I have been re-viewing video streaming events like the one below and like those available from the Mountmaking Forum in DC last year (which I know are on the website!) with idea of getting inspiration for doing much the same for future PACCIN events. In the process I realized how very useful some of the information discussed there is - relative to other types of work that we do and more specifically how it echoes some of the discussion on the list recently.

So....if you haven’t seen them before you might want to check out these videos from the Getty Conservation Institutes website and the conference held there in May of 2009 - "Facing the Challenges of Panel Paintings Conservation: Trends, Treatments and Training" .

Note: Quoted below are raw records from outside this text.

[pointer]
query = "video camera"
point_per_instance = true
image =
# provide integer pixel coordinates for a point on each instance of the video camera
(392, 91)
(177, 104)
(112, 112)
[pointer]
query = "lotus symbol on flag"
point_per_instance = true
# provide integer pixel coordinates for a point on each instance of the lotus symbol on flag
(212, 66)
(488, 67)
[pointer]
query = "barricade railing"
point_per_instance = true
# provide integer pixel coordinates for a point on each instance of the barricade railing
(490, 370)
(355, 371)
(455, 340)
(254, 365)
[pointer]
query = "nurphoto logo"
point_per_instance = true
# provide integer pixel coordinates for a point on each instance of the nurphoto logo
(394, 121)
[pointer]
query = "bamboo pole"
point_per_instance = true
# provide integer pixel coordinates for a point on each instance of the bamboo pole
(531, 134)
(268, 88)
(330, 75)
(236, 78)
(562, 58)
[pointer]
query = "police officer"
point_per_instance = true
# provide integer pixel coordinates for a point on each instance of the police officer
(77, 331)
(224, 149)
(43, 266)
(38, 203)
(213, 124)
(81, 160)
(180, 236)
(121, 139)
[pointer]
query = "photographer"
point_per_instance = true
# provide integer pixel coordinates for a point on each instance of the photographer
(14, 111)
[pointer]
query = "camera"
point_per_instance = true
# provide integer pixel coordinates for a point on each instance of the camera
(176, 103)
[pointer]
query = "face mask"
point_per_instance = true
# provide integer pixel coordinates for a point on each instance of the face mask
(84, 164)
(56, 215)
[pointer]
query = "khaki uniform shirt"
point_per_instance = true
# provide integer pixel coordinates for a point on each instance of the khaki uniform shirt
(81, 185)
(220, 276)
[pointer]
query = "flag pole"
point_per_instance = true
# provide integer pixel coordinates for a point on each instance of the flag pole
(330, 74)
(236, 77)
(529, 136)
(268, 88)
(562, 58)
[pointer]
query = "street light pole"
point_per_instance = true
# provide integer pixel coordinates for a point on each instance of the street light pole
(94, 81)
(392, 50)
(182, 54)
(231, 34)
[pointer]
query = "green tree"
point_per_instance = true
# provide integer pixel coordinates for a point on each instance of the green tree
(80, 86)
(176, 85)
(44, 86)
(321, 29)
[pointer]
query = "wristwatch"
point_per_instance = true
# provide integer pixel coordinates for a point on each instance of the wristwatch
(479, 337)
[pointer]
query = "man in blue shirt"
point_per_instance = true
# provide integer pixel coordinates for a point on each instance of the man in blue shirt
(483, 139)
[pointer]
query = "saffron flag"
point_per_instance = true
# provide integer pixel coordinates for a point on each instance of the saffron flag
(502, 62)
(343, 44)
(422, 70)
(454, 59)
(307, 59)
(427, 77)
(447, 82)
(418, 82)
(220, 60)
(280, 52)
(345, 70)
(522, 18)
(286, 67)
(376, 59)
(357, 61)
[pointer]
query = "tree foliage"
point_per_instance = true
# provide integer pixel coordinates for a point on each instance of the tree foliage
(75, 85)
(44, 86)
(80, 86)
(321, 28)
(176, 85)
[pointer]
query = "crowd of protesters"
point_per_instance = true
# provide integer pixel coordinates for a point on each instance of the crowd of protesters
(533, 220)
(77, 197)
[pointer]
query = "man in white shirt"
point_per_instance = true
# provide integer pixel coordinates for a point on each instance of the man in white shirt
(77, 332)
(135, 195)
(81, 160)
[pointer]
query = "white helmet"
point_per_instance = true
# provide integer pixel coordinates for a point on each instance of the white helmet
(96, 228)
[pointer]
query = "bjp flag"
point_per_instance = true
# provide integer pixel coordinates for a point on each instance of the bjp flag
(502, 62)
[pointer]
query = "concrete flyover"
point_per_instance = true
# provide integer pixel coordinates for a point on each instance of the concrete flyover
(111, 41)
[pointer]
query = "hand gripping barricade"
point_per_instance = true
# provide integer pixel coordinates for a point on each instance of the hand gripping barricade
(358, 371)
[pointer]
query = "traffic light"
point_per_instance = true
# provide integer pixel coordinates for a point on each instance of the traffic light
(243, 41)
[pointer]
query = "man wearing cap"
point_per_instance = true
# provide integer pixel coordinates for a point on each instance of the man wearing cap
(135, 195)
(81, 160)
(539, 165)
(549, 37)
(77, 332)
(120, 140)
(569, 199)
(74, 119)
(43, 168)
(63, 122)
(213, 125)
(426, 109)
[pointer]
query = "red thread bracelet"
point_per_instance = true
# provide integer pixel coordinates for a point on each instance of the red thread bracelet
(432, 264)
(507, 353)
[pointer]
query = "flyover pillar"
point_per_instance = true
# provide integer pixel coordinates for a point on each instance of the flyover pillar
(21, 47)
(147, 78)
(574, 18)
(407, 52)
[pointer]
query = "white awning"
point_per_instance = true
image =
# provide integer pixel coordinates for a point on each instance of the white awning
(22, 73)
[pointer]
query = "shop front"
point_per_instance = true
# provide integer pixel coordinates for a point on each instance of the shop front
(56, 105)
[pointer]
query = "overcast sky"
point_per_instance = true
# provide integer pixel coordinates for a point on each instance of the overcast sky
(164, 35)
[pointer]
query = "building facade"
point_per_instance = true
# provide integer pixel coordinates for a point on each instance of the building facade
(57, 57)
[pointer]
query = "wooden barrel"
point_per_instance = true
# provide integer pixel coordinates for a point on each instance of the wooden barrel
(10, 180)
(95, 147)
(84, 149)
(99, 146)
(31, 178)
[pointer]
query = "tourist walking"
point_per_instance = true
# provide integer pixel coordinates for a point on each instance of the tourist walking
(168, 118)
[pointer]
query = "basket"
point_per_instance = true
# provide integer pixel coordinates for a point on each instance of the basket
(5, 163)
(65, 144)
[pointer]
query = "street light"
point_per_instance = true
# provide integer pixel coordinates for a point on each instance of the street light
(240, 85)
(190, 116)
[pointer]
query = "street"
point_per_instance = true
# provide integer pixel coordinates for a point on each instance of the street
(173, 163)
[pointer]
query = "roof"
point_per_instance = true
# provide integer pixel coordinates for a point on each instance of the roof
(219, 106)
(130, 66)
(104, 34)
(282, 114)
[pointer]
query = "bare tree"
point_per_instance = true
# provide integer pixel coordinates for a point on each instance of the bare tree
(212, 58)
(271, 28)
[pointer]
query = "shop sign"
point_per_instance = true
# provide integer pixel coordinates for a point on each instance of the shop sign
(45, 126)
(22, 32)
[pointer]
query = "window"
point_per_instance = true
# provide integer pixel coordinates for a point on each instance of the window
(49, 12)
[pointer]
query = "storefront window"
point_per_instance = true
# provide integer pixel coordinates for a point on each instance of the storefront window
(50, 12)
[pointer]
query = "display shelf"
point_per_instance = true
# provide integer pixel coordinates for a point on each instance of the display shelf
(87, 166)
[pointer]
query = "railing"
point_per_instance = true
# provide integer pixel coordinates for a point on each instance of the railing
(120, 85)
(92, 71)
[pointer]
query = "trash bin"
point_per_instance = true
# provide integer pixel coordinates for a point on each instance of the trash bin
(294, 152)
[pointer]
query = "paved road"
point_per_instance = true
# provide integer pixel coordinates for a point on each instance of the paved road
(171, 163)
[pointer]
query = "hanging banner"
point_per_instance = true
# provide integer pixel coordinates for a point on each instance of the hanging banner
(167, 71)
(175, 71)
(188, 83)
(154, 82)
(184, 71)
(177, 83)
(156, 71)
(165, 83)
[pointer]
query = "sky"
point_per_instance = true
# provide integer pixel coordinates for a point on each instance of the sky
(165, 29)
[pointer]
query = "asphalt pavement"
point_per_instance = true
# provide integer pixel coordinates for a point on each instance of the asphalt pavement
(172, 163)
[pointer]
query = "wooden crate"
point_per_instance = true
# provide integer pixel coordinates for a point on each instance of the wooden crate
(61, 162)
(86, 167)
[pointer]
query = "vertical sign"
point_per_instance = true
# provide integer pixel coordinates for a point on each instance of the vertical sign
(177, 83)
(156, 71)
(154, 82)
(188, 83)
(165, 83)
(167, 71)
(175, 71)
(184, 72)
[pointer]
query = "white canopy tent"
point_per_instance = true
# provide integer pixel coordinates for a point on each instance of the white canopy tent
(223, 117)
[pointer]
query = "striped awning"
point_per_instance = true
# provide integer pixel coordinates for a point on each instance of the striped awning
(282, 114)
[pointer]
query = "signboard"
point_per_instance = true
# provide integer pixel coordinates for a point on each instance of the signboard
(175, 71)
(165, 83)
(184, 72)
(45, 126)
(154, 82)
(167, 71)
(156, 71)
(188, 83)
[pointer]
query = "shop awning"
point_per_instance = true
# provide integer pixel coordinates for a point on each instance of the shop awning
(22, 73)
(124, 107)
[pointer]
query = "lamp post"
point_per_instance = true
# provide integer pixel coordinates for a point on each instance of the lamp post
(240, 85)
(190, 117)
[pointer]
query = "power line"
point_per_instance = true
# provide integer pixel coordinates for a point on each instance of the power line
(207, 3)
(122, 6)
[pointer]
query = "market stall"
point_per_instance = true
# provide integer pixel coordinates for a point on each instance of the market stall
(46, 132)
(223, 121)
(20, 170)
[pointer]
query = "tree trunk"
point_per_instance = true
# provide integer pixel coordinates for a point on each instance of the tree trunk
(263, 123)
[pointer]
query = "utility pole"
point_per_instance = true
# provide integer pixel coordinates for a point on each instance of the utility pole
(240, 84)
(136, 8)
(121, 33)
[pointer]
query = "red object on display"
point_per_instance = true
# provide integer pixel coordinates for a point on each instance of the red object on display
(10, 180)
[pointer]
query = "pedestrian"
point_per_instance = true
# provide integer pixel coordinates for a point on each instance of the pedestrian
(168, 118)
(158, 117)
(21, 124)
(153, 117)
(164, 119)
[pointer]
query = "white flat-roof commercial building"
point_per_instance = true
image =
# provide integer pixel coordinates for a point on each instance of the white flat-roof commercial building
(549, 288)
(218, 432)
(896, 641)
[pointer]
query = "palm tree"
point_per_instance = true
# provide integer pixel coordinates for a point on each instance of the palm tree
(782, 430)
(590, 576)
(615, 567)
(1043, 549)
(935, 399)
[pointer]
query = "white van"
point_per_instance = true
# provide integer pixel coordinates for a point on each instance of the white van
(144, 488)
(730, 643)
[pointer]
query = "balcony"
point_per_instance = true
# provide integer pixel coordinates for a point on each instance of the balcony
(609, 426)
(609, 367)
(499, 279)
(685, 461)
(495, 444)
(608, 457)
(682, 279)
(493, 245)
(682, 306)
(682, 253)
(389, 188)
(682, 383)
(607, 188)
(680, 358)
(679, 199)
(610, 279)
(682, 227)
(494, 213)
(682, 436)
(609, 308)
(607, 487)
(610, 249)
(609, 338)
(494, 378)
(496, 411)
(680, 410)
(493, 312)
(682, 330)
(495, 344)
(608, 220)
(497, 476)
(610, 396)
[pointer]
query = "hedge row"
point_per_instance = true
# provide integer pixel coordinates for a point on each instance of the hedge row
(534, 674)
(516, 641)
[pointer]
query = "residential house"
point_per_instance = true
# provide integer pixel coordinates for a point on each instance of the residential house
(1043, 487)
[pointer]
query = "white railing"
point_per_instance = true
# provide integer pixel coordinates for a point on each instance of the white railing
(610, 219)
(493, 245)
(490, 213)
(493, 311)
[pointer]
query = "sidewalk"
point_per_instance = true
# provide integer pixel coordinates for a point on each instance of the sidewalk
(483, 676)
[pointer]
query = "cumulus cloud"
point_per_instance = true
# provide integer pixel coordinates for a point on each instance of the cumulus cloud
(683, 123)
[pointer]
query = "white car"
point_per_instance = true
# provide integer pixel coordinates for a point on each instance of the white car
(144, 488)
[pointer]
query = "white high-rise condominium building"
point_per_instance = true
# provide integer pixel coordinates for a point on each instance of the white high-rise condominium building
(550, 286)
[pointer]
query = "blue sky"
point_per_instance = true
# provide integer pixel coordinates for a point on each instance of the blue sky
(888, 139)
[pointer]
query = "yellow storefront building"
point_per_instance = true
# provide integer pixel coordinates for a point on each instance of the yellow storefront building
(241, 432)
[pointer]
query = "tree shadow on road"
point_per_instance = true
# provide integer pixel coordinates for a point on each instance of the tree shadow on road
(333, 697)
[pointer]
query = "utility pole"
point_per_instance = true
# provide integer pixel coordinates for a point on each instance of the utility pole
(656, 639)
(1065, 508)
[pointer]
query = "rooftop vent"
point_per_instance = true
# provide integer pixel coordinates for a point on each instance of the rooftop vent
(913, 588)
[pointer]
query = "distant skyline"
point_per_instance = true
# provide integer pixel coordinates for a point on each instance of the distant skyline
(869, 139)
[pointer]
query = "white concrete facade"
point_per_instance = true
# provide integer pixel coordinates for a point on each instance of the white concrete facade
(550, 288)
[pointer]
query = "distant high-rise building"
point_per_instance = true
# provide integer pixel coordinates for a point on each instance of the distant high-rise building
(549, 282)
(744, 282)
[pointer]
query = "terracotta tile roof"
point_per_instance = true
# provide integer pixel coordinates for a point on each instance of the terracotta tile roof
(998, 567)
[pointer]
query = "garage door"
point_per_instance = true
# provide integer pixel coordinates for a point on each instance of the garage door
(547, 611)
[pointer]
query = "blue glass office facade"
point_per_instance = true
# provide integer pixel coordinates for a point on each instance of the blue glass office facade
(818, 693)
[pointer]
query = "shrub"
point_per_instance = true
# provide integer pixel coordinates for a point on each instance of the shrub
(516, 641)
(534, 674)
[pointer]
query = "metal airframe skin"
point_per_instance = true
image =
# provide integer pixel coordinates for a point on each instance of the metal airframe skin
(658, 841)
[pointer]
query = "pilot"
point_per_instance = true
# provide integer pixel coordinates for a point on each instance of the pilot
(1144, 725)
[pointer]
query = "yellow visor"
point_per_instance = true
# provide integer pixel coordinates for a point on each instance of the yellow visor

There are a bunch talks worth viewing but in particular I would recommend that you check out Merv Richard from the National Gallery presenting a paper called "Further Studies on the Benefits and Disadvanges of adding Silica Gel to Microclimate Packages for Panel Paintings". 
From a technicians point of view this talk is detail and material "rich" and includes not only the obvious discussion about silica gel but also discusses - marvelseal, hot melt adhesives, double stick adhesives etc…

Another good highly informative paper is presented just before Mervs by Laurent Sozzani form the Rijksmuseum in Amsterdam and is called "Update on Microclimate Vitrines" familiar materials discussed are synthetic felt for for use in paintings frames, polycarbonate corrugated material for backboards and the use of metal foil tapes.

Everything I have seen from this conference is interesting but some portions dealing with things like the build up of VOCs in micro climate environments over time may fall outside of the purview of many of us on this list. 
Anyway I hope that this is of interest to a few folks. 
Best regards, 

Ashley

----------